In Bolton

Dr Paul McMahon, Senior Lecturer in Civil Engineering at the University of Bolton, has been elected as Chair of the UK Association of Civil Engineering Departments (ACED). Dr McMahon will be Chair of ACED for a term of Office of 12-months in total and will also represent ACED on the Engineering Professors Council (EPC).

Dr McMahon said “It is a huge honour to be elected to the role of Chair of the Association of Civil Engineering Departments (ACED) which is a Sectoral Group within the Engineering Professors Council (EPC). I look forward to representing the views of UK Civil Engineering Departments and would like to thank the University of Bolton for supporting me with my committee work over the last 5 years. It is an exciting year ahead to be Chair with the Institution of Civil Engineers celebrating its 200th year anniversary (ICE200).

I will continue to work with Employers who support our part-time courses that have operated for more than 40-years here in Bolton. I want to share best practice and help the civil engineering profession at large with its promotion as we seek to benefit society and shape a better World. It is further satisfying that appointment to this role comes at a time where my Civil Engineering course in Bolton has earned the highest rank of 91% for overall student satisfaction across all North Western Universities.”
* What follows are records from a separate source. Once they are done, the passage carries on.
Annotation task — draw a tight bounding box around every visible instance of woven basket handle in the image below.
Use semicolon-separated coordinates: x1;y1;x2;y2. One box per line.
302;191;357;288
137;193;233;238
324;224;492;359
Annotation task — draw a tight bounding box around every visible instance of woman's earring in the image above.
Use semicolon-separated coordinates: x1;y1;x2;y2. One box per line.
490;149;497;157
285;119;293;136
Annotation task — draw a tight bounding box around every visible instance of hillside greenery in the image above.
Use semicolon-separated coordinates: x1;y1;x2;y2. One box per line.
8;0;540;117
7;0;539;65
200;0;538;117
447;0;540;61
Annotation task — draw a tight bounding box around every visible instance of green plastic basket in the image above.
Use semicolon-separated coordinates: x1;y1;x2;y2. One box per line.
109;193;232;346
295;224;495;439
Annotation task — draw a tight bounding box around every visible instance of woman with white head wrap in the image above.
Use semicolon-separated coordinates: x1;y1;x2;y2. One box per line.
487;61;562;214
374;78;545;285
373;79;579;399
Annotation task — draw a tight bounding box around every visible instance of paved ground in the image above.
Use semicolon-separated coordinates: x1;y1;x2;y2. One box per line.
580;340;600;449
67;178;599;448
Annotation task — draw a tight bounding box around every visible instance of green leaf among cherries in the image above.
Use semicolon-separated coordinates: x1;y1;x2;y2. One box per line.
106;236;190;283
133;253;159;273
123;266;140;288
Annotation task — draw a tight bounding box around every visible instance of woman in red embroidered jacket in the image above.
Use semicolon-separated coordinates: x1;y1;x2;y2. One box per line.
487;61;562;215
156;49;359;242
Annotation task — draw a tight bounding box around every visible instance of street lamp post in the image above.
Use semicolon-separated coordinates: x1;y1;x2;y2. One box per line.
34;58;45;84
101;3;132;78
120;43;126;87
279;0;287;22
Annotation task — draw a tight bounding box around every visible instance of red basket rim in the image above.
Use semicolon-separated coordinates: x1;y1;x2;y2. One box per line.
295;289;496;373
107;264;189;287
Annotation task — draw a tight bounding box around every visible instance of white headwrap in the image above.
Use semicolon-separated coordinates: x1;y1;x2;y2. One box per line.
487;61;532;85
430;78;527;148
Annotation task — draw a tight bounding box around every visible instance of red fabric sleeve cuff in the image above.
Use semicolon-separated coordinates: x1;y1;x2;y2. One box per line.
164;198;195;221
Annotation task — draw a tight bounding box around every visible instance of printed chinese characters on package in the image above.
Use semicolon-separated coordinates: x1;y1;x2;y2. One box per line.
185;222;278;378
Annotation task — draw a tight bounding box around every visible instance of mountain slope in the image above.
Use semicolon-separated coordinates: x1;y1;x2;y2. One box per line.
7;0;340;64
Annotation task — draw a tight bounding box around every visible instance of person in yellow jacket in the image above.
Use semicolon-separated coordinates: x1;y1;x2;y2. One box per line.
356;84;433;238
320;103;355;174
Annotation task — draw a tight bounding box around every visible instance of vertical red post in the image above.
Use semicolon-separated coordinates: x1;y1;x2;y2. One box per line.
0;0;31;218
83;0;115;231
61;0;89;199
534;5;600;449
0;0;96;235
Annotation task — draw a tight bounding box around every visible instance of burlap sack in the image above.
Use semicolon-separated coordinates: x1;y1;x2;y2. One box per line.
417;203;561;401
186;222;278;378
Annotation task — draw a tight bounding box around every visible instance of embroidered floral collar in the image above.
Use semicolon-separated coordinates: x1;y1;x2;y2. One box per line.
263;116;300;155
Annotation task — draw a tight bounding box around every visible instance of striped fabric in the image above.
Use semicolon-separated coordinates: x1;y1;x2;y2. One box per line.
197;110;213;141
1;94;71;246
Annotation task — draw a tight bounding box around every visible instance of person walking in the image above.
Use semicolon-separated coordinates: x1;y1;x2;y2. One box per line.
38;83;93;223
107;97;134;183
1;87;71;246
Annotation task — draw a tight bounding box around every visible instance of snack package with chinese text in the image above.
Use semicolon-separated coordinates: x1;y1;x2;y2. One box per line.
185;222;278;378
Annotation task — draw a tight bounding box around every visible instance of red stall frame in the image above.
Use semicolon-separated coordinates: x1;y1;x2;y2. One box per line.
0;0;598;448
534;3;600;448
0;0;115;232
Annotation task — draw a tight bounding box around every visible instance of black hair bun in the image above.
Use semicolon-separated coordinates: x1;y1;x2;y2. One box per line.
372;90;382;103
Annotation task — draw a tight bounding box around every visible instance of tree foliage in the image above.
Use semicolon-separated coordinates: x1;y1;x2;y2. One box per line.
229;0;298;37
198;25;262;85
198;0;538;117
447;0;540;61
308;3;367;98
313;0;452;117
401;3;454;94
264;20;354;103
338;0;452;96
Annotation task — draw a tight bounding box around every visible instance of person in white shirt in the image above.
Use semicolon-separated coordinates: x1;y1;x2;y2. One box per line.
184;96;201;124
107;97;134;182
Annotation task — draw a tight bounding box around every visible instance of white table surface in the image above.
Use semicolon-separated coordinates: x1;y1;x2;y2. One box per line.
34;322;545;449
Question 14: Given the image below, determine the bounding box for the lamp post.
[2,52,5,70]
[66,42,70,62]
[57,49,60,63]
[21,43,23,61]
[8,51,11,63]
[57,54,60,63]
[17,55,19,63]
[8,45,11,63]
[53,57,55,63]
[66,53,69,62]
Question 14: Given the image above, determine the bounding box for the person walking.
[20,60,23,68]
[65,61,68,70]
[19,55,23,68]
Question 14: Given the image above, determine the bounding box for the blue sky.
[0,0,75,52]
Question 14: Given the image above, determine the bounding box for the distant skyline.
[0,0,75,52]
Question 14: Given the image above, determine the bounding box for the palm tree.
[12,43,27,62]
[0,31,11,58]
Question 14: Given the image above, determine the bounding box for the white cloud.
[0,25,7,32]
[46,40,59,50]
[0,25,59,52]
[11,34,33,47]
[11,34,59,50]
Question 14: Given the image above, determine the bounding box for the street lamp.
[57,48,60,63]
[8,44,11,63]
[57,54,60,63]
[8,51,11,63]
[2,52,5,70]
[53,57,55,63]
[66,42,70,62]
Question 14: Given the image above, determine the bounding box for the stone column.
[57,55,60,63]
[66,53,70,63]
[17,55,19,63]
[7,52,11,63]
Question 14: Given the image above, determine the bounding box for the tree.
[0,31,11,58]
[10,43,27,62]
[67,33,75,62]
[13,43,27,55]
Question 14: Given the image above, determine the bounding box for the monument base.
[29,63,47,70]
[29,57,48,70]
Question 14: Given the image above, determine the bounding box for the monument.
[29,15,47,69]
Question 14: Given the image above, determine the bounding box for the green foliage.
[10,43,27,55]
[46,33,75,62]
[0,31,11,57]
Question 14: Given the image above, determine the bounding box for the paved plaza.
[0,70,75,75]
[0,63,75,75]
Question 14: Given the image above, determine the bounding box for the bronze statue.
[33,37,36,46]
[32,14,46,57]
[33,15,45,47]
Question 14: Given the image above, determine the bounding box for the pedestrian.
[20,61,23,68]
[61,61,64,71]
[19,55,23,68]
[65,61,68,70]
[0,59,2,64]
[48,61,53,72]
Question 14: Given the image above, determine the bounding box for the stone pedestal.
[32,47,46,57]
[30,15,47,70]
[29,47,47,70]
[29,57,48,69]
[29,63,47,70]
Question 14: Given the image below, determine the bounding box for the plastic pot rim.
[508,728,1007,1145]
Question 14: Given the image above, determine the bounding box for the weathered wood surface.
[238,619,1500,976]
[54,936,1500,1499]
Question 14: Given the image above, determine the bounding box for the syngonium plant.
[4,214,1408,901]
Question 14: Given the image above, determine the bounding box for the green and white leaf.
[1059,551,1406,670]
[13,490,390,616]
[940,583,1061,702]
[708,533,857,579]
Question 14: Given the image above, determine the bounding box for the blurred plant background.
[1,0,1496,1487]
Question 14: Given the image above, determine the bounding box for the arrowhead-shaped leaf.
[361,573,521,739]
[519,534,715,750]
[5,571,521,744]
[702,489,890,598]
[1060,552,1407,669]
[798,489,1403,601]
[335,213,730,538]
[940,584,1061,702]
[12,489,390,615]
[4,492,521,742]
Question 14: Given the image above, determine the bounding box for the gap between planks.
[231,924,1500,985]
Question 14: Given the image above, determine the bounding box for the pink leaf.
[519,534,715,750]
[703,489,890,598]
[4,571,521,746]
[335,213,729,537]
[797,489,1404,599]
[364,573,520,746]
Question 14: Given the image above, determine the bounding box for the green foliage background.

The Association of Civil Engineering Departments (ACED) exists to promote excellence in the teaching of Civil Engineering students and in the activity of Civil Engineering research, to provide a forum for debate about important issues, to initiate enquiries or investigations on matters of concern to the Membership and to represent the interests of the Membership at the Engineering Professors’ Council, of which it is a sectoral group, and other bodies agreed by the committee. The Engineering Professors’ Council (EPC) is the representative body for engineering in higher education whose primary purpose is to provide a forum at which engineers working in the UK higher education can exchange ideas about engineering education, research and other matters and come together to provide an influential voice and authoritative conduit through which engineering departments’ interests can be represented to key audiences.